HARTFORD, Conn. (AP) — Leaders of a new state panel recommending how to make Connecticut more financially stable are optimistic the General Assembly will seriously consider their recommendations because there’s recognition a crisis is at hand.
Jim Smith and Robert Patricelli, co-chairmen of the Commission on Fiscal Stability and Economic Growth, acknowledge that fiscal changes suggested by past task forces and panels have been shelved. But this time, they insist, it will be different.
“I think everyone recognizes that the situation is at a crisis level and the primary impression we get from the legislators that we talk to and work with is they want help,” said Patricelli, a former insurance executive and entrepreneur. “They want the private sector front and center in helping carry the water on what will be some difficult decisions.”
The commission, created by the legislature last year, is made up of mostly of current and former business executives from across Connecticut. The panel has until March 1 to make recommendations to lawmakers on four areas: competitiveness, fiscal stability, growth and cities and transportation. The 13-member commission already held two public hearings and plans to hold more meetings later this month with special interest groups and others.

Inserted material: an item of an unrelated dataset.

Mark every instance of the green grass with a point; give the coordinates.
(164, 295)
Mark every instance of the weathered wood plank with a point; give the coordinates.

The panel’s upcoming report comes as the current fiscal year $20.5 billion budget is expected to end June 30 with an approximate $260 million deficit. Red ink is also projected in future fiscal years. The legislature’s Office of Fiscal Analysis predicts deficits of $1.8 billion in fiscal year 2020, $2.5 billion in 2021 and $3 billion in 2022. Meanwhile, the state’s main transportation fund is expected to be in deficit beginning fiscal year 2019.
Besides realization of the crisis facing Connecticut, Smith and Patricelli said they’re optimistic lawmakers won’t ignore this report because the law creating the commission requires the General Assembly to hold at least one hearing on the report and report out at least one bill drafting the report’s recommendations during the 2018 legislative session, which opens on Feb. 7.
“In our view, it’s a mandate to act,” Smith said.
While the commission has not yet finalized any recommendations, it has narrowed its focus to seven key structural problems with Connecticut’s budget and fiscal health. For example, the group identified unfunded state and teacher pension and health care obligations as a driving force behind budget deficits, which are “crowding out other programs and eroding public confidence in the future of the state.”
The panel also points out how the system of 169 cities and towns in Connecticut has produced “fragmented and expensive municipal service and education systems” which have inflated local property tax burdens and ultimately state expenses.
Additionally, the commission is focusing on collective bargaining for public employee pensions and health care; how the division of financial responsibilities between the state and towns is “misaligned and needs to be reset;” why high-net worth residents and retirees are leaving or thinking of leaving Connecticut; why the state’s central cities aren’t sufficiently attracting millennials and young families; and what should be done to fix Connecticut’s transportation funding system.